Tagebuch führen hilft
Auch andernorts wird Wert darauf gelegt, wie sich ein Stellenanwärter oder eine Stellenanwärterin am Arbeitsort verhält, so zum Beispiel am Universitätsspital Zürich. «In der Bewerbungsschnupperlehre sehen wir, wie eine Person mit den Patienten umgeht, wie sie sich in der neuen Situation mit einem unbekannten Team zurechtfindet, wie belastbar sie ist – genau die Dinge, die danach im Ausbildungsalltag wichtig sind», bestätigt Stephan Nabholz, Leiter Berufsbildung des Universitätsspitals Zürich.

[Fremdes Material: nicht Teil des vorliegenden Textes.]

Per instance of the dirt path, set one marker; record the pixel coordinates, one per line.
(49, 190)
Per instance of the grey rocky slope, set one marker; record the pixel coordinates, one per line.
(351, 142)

Sinnvoll ist es, wenn Jugendliche während jeder Schnupperlehre ein Tagebuch führen, in das sie täglich ihre Eindrücke notieren: was ihnen gefallen hat, was schwierig oder unangenehm war. Dies hilft, sich darüber klar zu werden, in welchem beruflichen Umfeld man die nächsten Jahre verbringen will.
Schnupperbesuch
Er dauert in der Regel einen Tag und zeigt den Teilnehmenden, wie ein Arbeitstag im Betrieb abläuft. Auch bei einem Schnupperbesuch können Interessierte wichtige Eindrücke von Beruf und Betrieb gewinnen.
Schnupperlehre
Sie dauert üblicherweise zwei bis fünf Tage. Viele Betriebe verlangen eine Schnupperbewerbung, die aber nicht als Bewerbung für die Lehrstelle gilt. Die Teilnehmenden sollen einen realistischen Eindruck vom Berufsalltag erhalten. In der Regel können sie kleine Aufgaben ausführen. Manche Betriebe führen auch Eignungstests durch. Die Betriebe wollen die Schnupperlernenden kennenlernen und gewinnen einen ersten Eindruck, ob diese für die Lehre bei ihnen geeignet sind.
Bewerbungsschnupperlehre
Sie dauert oft eine Arbeitswoche, kann aber auch länger sein. Die oder der Schnuppernde hat in der Regel mitgeteilt, dass er oder sie die Lehre in diesem Betrieb machen will, oder hat sich bereits auf eine offene Lehr-stelle beworben. Jetzt geht es für beide Seiten darum, herauszufinden, ob sie sich vorstellen können,
die nächsten drei oder vier Jahre zusammenzuarbeiten.